METROPOLITAN – Dengan luas 118,5 hektare, lahan di Kota Bogor nyatanya tidak bertambah dan hanya ’segitu-gitunya’. Sumber dana dari pajak Bea Perolehan Hak atas Tanah dan Bangunan (BPHTB) pun berpotensi menyusut di masa mendatang dan tentu saja mengancam stabilitas pemasukan Pendapatan Asli Daerah (PAD) Kota Bogor.
Tak cuma itu, rupanya 73 persen sumber PAD dari pajak BPHTB berasal dari perumahan. Sisanya, 27 persen bersumber dari rumah umum. Hal itu diungkapkan Pelaksana Tugas (Plt) Kepala Bapenda Kota Bogor, An An Andri Hikmat.
”BPHTB Kota Bogor dari Rp180 miliar yang direncanakan tahun lalu hasilnya dari pendapatan target Rp160 miliar, ternyata 73 persennya itu semua dari perumahan. Sisanya 27 persen dari rumah umum,” katanya saat ditemui Metropolitan di bilangan Pajajaran, kemarin.
Ada berbagai alasan, sehingga ia memperkirakan sumber PAD dari sektor pajak BPHTB bakal jeblok di tahun mendatang. Di antaranya soal lahan Kota Bogor yang sudah terbatas, ditambah izin untuk membuat perumahan baru sementara ini tidak boleh ada di Kota Bogor. Hanya diberi keleluasaan untuk hunian vertikal semacam apartemen.
“Otomatis makin ke sana BPHTB bakal menyusut.

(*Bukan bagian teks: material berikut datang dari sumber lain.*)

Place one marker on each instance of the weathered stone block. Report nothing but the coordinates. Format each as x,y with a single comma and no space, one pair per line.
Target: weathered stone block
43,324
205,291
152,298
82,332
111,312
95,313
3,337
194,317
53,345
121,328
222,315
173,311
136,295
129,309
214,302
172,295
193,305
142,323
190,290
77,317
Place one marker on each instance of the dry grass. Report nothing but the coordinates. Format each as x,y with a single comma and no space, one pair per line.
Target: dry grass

Pertanyaannya, kalau perumahan sudah habis, BPHTB dari mana lagi. Ya salah satu jawabannya kalau dimungkinkan perluasan wilayah, yang kemudian ada perumahan-perumahan baru atau ada rumah-rumah baru, berarti ada BPHTB baru, itu intinya,” terang pria yang juga sekretaris Bapenda Kota Bogor itu.
An an pun menyerahkan kebijakan ke mana wilayah jika dimungkinkan perluasan wilayah dan pihaknya tak ingin mengintervensi keputusan pimpinan. Hanya saja dari kacamata Bapenda, jangan sampai perluasan wilayah, yang nantinya masuk ke Kota Bogor, adalah wilayah yang bermasalah atau potensi PAD-nya kecil. Meskipun ia mengakui tren pajak BPHTB masih tren peningkatan. Terbatasnya lahan di Kota Hujan, mestinya jadi pertimbangan.

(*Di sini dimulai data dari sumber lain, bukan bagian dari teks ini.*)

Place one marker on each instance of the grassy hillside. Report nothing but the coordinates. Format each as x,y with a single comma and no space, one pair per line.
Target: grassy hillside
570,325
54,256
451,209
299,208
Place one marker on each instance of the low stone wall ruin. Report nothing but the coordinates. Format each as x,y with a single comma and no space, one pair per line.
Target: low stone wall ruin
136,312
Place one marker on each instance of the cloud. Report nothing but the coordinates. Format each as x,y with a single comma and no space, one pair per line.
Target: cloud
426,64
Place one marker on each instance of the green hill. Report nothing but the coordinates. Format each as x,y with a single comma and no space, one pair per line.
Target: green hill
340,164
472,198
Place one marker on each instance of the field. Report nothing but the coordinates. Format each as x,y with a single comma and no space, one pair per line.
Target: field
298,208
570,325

“Justru, kita ingin memperluas wilayah itu untuk meningkatkan PAD. Salah satunya dari BPHTB. Kalau nanti tempat barunya malah sulit atau bermasalah, ya bingung juga kita,” terang ketua umum Persatuan Judo Seluruh Indonesia (PJSI) Kota Bogor itu.
Terpisah, Kepala Bidang Perumahan Pemukiman (Perumkim) pada Dinas Perumahan dan Pemukiman (Disperumkim) Kota Bogor, Feby Darmawan, menuturkan, dari data yang ia punya, jumlah perumahan seantero Kota Bogor sekitar 292 perumahan.

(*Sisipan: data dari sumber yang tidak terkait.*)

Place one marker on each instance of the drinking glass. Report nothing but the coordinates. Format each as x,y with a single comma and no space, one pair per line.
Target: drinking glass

Rinciannya, 174 perumahan yang terpetakan atau ber-siteplan. Sedangkan 118 perumahan lainnya tak terpetakan. “Yang tidak terpetakan itu nggak ada site plan. Artinya, perumahan lama limpahan dari Kabupaten Bogor yang masuk Kota Bogor yang terakhir ada 1995,” ujarnya.
Beberapa waktu lalu, Wali Kota Bogor, Bima Arya, menyebutkan, wacana pengembangan wilayah yang kini mencuat dengan beragam opsi. Salah satunya potensi PAD Kota Bogor yang bisa menipis, karena lahan di Kota Hujan ‘segitu-segitu’ saja. Sehingga sektor pendapatan dari BPHTB dipastikan bakal menurun di masa mendatang.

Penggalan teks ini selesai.